There is no cure or disease-modifying treatment currently available for Parkinson’s disease (PD). Current treatment strategies are focused on the management and reduction of the major symptoms of the disease and related disabilities, with treatment becoming less effective over time as the disease progresses. The standard of care regimen for the symptomatic treatment of PD is levodopa, which was the first drug approved specifically for PD nearly 50 years ago. Levodopa is mostly administered orally in combination with a peripheral dopamine decarboxylase inhibitor, usually carbidopa, in order to increase the amount of levodopa that enters the brain, and to decrease the frequency of dopamine-related side effects (namely, nausea, dizziness, and orthostatic hypotension). Levodopa improves motor function as long as it produces dopamine levels in the brain that remain within an individual’s therapeutic range. Carbidopa/levodopa is initially given three times a day, but its frequency of administration increases as the disease progresses.
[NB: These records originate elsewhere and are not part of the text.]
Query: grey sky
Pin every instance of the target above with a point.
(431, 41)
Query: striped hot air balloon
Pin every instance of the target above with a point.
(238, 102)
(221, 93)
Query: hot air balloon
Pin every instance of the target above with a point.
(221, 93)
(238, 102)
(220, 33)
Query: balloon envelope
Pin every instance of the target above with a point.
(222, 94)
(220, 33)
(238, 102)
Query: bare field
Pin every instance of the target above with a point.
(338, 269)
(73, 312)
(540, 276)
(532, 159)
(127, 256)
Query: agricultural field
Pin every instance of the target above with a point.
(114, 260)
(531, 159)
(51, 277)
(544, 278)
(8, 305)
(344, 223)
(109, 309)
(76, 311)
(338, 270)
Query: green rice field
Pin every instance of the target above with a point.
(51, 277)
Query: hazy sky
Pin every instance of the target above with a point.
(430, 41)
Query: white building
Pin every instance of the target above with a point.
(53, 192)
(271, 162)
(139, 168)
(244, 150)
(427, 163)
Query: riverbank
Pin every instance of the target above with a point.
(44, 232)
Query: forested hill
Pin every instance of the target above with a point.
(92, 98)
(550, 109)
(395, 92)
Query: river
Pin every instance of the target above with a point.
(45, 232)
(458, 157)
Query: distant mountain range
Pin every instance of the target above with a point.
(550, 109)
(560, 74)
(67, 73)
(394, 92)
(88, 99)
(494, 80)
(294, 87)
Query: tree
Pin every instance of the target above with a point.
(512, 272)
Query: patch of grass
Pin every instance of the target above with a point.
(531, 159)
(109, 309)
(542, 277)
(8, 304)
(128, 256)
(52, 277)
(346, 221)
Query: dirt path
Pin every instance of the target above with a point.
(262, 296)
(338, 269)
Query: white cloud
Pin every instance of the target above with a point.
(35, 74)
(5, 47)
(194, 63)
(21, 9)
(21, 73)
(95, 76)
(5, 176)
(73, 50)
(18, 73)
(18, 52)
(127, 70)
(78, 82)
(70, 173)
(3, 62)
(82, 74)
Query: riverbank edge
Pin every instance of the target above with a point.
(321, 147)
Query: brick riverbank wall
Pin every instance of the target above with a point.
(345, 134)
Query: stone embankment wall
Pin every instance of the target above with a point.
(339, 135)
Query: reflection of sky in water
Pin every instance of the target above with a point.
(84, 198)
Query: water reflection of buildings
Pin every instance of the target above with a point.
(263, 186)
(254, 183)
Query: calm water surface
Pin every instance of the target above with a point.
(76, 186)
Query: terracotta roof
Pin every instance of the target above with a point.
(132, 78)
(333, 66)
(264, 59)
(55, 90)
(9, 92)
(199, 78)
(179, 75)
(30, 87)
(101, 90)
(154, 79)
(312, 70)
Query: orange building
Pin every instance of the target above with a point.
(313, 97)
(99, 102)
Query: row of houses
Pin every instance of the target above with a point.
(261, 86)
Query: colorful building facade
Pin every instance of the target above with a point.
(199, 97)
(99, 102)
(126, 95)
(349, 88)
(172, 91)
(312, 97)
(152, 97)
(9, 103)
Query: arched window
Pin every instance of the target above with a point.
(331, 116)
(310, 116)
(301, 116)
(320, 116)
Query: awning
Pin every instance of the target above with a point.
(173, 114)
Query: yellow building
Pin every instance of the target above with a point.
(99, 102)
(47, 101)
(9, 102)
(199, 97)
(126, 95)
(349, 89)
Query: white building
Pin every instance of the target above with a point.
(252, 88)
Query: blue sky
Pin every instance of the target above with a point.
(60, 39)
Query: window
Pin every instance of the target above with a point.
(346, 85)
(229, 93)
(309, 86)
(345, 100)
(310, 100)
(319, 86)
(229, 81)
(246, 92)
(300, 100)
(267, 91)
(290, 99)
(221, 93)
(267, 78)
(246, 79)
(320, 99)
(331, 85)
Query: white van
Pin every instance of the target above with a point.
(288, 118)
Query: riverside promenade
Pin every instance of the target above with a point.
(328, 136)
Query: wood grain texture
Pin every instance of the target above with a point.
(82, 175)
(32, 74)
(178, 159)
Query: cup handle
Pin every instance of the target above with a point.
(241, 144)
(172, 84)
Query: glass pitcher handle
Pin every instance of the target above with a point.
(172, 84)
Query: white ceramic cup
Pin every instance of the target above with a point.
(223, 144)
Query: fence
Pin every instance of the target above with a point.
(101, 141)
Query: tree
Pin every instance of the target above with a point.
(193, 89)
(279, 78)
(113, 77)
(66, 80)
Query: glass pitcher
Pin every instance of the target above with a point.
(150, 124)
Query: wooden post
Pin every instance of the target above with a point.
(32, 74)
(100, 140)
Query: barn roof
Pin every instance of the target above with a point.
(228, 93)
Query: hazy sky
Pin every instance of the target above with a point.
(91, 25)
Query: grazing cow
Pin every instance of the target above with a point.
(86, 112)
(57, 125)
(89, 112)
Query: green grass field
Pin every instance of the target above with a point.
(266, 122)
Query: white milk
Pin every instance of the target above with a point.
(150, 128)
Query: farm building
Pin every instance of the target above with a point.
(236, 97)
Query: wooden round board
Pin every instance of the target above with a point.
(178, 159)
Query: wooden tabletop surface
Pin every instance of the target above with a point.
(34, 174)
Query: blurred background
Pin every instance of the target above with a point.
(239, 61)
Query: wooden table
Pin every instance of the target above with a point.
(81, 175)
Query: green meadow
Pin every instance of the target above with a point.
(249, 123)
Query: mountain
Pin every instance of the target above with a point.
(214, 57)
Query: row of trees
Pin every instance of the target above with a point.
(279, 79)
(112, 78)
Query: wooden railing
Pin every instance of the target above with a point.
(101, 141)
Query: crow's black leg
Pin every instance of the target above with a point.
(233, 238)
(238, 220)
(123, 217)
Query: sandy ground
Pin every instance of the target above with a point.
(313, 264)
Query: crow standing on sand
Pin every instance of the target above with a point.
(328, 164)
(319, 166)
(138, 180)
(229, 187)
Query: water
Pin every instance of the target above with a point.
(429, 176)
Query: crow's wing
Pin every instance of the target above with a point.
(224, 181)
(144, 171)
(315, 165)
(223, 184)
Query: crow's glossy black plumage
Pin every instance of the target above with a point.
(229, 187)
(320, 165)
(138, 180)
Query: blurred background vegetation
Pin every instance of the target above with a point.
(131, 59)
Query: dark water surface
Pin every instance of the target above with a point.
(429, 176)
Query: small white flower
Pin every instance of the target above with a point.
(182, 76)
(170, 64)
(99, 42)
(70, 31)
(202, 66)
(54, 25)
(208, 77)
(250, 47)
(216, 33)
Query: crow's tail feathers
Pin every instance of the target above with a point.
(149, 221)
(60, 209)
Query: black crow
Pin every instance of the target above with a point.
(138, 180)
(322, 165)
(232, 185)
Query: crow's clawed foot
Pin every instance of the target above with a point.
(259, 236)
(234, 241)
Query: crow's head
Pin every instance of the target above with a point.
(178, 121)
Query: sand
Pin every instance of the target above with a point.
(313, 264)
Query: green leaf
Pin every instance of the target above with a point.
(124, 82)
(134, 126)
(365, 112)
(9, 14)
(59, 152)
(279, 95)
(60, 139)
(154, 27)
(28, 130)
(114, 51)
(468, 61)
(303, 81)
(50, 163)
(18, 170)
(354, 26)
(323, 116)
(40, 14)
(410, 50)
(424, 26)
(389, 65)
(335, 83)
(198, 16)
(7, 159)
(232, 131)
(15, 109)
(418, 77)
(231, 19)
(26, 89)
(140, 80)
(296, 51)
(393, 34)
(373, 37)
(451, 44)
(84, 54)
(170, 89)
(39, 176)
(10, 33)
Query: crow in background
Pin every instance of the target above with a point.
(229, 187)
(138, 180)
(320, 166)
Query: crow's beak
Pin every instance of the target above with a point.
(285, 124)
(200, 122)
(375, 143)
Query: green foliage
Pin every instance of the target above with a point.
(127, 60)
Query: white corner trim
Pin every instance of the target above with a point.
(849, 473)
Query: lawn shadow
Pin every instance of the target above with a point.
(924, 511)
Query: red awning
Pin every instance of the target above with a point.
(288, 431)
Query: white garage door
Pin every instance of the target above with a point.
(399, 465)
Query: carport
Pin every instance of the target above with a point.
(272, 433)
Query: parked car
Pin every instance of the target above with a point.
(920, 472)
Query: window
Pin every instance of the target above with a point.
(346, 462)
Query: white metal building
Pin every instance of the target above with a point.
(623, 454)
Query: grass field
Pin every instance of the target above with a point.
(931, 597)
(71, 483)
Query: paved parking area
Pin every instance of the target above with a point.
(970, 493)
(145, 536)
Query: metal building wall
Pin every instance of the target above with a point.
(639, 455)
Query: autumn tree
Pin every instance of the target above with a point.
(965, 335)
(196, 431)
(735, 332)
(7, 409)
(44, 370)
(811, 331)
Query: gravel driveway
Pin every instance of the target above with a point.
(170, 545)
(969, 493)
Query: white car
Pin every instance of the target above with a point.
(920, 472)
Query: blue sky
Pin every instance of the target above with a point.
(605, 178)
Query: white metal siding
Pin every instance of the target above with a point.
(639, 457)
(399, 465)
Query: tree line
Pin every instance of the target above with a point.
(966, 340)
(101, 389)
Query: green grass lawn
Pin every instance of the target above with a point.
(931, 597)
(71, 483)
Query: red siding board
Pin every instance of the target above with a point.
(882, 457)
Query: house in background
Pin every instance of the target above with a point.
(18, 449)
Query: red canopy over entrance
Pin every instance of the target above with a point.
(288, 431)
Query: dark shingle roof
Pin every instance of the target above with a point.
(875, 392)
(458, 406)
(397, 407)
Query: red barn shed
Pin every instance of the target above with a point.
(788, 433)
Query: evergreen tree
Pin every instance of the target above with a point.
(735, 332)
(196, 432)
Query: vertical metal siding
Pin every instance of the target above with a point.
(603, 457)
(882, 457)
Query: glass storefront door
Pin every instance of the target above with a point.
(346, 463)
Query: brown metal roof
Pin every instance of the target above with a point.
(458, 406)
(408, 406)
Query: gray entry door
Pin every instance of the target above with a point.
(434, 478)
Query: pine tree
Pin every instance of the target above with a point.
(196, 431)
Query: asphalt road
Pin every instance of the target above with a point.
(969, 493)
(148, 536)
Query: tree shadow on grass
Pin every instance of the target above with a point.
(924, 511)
Carbidopa/levodopa must be started at the lowest dose and titrated slowly with changes on a weekly basis in order to lessen the occurrence of dopamine-related adverse events (AE’s).1
Levodopa, however, has several limitations relating to its half-life, oral delivery and the motor dysfunction in PD patients:
- Levodopa has a short half-life, which decreases as the disease progresses, resulting in the need for higher and more frequent dosing;
- Levodopa must be actively absorbed, or transported, through the gastrointestinal tract into the bloodstream. The ability of levodopa to reach its specific absorption site is dependent on its ability to move reliably through the gastrointestinal tract. PD patients have slowed gastric motility and erratic emptying resulting in fluctuating and unpredictable levels of levodopa in the bloodstream; and
- Gastrointestinal transport is also frequently slowed by meals, decreasing the amount of levodopa that can be absorbed when it is given orally near mealtime. Additionally, in the specific portion of the gastrointestinal tract where this transport occurs, levodopa competes with food (specifically amino acids in food) for active transport.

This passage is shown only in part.